If Miller chooses to believe Fund’s accuser, despite her being, by her own admission, a liar and a fantasist, unable to distinguish between fantasy and reality, and having retracted these same claims in documents signed by her own hand and in some cases also notarized, well, that’s his privilege. But many of these documents are online at www.johnfund.com, and have been since before I wrote my column. Moreover, I announced this fact and pointed readers to them on my website (www.altercation.msnbc.com) months ago.

These include the one Miller calls “either nonexistent or a forgery”–titled, “Handwritten undated letter to the Wall Street Journal.” (And by the way, this one claims exactly the opposite of the letter to which Miller refers. In it, Pillsbury admits to making up the accusations, rather than reiterating the claim that “Fund was beating her.”) The one in which he claims it is “impossible to tell what Pillsbury really meant–nor is that statement something we might check” is titled, “Deposition Transcript dated February 22, 2001 in the case of Pillsbury-Foster v. Franklin, Civil Action No. 233136 (Cal. Super Ct.).”

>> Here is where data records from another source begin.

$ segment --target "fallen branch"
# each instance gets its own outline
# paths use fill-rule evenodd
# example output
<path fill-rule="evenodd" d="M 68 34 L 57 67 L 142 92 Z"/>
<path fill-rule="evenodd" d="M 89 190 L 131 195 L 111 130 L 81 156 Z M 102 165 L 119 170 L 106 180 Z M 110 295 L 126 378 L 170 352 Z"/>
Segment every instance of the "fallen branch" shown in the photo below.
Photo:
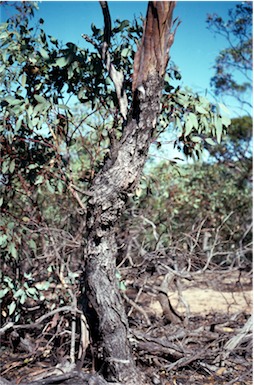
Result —
<path fill-rule="evenodd" d="M 89 327 L 84 314 L 81 314 L 80 316 L 80 324 L 81 324 L 80 325 L 80 343 L 79 343 L 78 360 L 76 365 L 78 370 L 81 370 L 81 368 L 83 367 L 86 350 L 88 348 L 88 345 L 90 344 Z"/>
<path fill-rule="evenodd" d="M 67 380 L 73 380 L 73 384 L 75 385 L 111 385 L 112 383 L 109 383 L 103 379 L 103 377 L 99 376 L 98 374 L 87 374 L 83 372 L 77 372 L 73 371 L 70 373 L 65 373 L 60 376 L 51 376 L 44 378 L 42 380 L 38 381 L 32 381 L 32 382 L 21 382 L 19 385 L 56 385 L 56 384 L 64 384 Z M 68 382 L 69 383 L 69 382 Z M 12 383 L 7 383 L 6 385 L 11 385 Z M 0 385 L 2 385 L 0 383 Z M 3 385 L 5 385 L 3 383 Z M 112 384 L 113 385 L 113 384 Z M 114 385 L 121 385 L 120 383 L 115 383 Z"/>
<path fill-rule="evenodd" d="M 179 314 L 177 314 L 176 310 L 173 308 L 168 298 L 169 285 L 171 284 L 173 279 L 174 279 L 174 274 L 169 272 L 165 275 L 161 283 L 161 286 L 159 288 L 159 293 L 157 298 L 161 304 L 165 319 L 169 323 L 177 324 L 177 323 L 181 323 L 183 319 Z"/>
<path fill-rule="evenodd" d="M 11 329 L 13 327 L 13 325 L 14 325 L 14 322 L 8 322 L 6 325 L 4 325 L 2 328 L 0 328 L 0 336 L 5 334 L 5 332 L 7 330 Z"/>
<path fill-rule="evenodd" d="M 245 340 L 246 336 L 252 332 L 253 316 L 251 315 L 248 321 L 245 323 L 244 327 L 240 332 L 230 338 L 229 341 L 224 346 L 222 355 L 220 354 L 216 357 L 215 362 L 220 362 L 222 357 L 222 364 L 228 358 L 228 356 Z"/>

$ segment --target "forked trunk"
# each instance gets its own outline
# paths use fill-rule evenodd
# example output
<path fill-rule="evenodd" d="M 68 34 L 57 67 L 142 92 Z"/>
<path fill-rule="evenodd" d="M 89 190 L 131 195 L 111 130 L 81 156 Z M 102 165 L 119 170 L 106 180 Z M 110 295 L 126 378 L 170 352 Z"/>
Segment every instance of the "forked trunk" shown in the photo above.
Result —
<path fill-rule="evenodd" d="M 110 149 L 111 158 L 93 181 L 87 207 L 85 295 L 98 320 L 107 378 L 126 385 L 144 381 L 132 356 L 128 320 L 116 282 L 115 230 L 128 193 L 139 182 L 160 112 L 163 77 L 174 36 L 170 33 L 174 5 L 149 3 L 134 62 L 132 110 L 121 140 Z"/>

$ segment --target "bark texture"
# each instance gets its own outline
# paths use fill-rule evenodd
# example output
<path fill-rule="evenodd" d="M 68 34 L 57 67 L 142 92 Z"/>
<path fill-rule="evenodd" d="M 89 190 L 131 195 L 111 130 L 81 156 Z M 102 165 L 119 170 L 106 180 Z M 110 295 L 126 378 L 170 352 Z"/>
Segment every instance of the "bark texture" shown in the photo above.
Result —
<path fill-rule="evenodd" d="M 174 41 L 171 31 L 174 1 L 150 1 L 144 33 L 135 55 L 132 90 L 135 91 L 151 74 L 163 77 Z"/>
<path fill-rule="evenodd" d="M 160 112 L 163 76 L 173 43 L 170 27 L 174 6 L 174 2 L 148 5 L 144 35 L 135 57 L 133 106 L 121 140 L 110 149 L 111 157 L 93 181 L 87 207 L 85 295 L 98 319 L 107 377 L 128 385 L 144 381 L 131 353 L 127 316 L 115 278 L 115 228 L 128 193 L 139 182 Z M 141 91 L 136 87 L 140 81 Z"/>

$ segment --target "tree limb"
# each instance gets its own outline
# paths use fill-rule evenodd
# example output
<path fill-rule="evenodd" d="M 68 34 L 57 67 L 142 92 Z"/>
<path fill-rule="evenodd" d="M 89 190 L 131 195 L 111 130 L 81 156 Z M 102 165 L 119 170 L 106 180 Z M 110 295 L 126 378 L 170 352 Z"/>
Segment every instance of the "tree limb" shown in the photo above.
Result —
<path fill-rule="evenodd" d="M 128 100 L 127 95 L 124 90 L 124 76 L 121 71 L 117 71 L 115 66 L 111 62 L 110 53 L 108 48 L 110 46 L 110 37 L 111 37 L 111 18 L 108 9 L 108 4 L 106 1 L 100 1 L 104 16 L 104 42 L 102 45 L 101 55 L 102 60 L 104 61 L 109 76 L 114 83 L 116 95 L 119 103 L 120 113 L 123 116 L 124 120 L 127 118 L 127 109 L 128 109 Z"/>

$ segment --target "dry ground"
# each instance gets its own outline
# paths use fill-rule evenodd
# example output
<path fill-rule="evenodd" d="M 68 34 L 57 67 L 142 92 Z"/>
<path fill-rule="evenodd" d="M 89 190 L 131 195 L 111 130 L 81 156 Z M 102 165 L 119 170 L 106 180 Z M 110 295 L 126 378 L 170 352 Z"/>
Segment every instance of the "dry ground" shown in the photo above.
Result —
<path fill-rule="evenodd" d="M 217 360 L 223 354 L 227 341 L 239 334 L 252 312 L 251 273 L 239 274 L 237 270 L 206 271 L 194 274 L 191 281 L 179 279 L 178 290 L 172 284 L 168 298 L 180 315 L 187 316 L 185 325 L 165 323 L 157 295 L 149 290 L 155 282 L 148 277 L 146 289 L 144 277 L 146 273 L 143 277 L 127 281 L 126 295 L 145 311 L 150 326 L 140 308 L 126 302 L 126 309 L 127 312 L 131 310 L 129 319 L 135 356 L 146 372 L 149 384 L 251 385 L 252 348 L 249 333 L 246 341 L 242 341 L 223 362 Z M 159 282 L 161 280 L 162 277 Z M 138 290 L 141 293 L 139 298 Z M 27 338 L 36 341 L 34 330 L 27 330 Z M 38 374 L 41 376 L 56 365 L 50 356 L 36 358 L 18 347 L 13 351 L 11 344 L 2 350 L 0 363 L 0 375 L 15 384 L 24 383 L 25 380 L 28 384 Z M 84 371 L 89 370 L 91 356 L 84 362 Z M 74 381 L 71 385 L 78 383 Z"/>
<path fill-rule="evenodd" d="M 246 275 L 238 283 L 238 272 L 221 273 L 212 277 L 212 273 L 205 273 L 196 277 L 191 283 L 182 286 L 182 299 L 189 306 L 190 315 L 208 315 L 211 313 L 234 314 L 252 312 L 252 282 L 251 275 Z M 185 304 L 179 299 L 179 292 L 169 291 L 168 297 L 173 307 L 180 313 L 186 311 Z M 162 308 L 157 300 L 151 303 L 151 309 L 159 316 Z"/>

Miller could easily have checked them himself had he wished before so recklessly casting himself as Pillsbury’s rabid attack dog. Had he bothered, he would have found the following statements in Pillsbury’s own words: (1) “I have made accusations to the Jersey City police that John Fund, whom I have known for three years, was physically abusive at times in the recent past. Those statements were not true. Mr. Fund has not been abusive to me contrary to what I said in reports to the Jersey City police.” (2) “There were never any wedding plans between Fund and I.” (3) “I, Morgan Pillsbury, have been struggling with emotional problems for some time. I have trouble distinguishing between reality and fantasy…. [I]n recent weeks, I have claimed that John was abusive to me. John was not abusive.” (4) In a sworn deposition related to a case in which she admits to trying to bilk her stepfather out of $10,000 for imaginary heart surgery, Pillsbury explains that she suffers from a “borderline personality disorder. One of the symptoms of this condition is an inability to discriminate truth from fiction.” In that same deposition, in response to the question, “What lies had you told in the past?” she answers, “Too many to name.” Pillsbury also admits that by June 1998, she was having “severe emotional problems” and “was entirely non-functional.” She further states that she has “told whoppers [lies] all her life.”

We know what Pillsbury’s excuses are, as cruel–but, owing to Miller’s letter, necessary–as it may be to rehash them yet again. But what, for goodness’ sake, are Miller’s?

Nobody knows what happened between Fund and Pillsbury except the two of them. The only conclusion of which I am absolutely certain is that it would be morally and journalistically irresponsible for any of us to convict Fund of the crimes of which Pillsbury accuses him, given her subsequent retractions and previous history, based on the evidence now publicly available. One reason I decided to write the column–which as I noted, was attacked in an e-mail to The Nation‘s editor before I had even set a single word to paper–was to demonstrate that the left could be honest about itself and its own failings. Miller’s wild ravings demonstrate just how unpopular an exercise that can be. I retract nothing.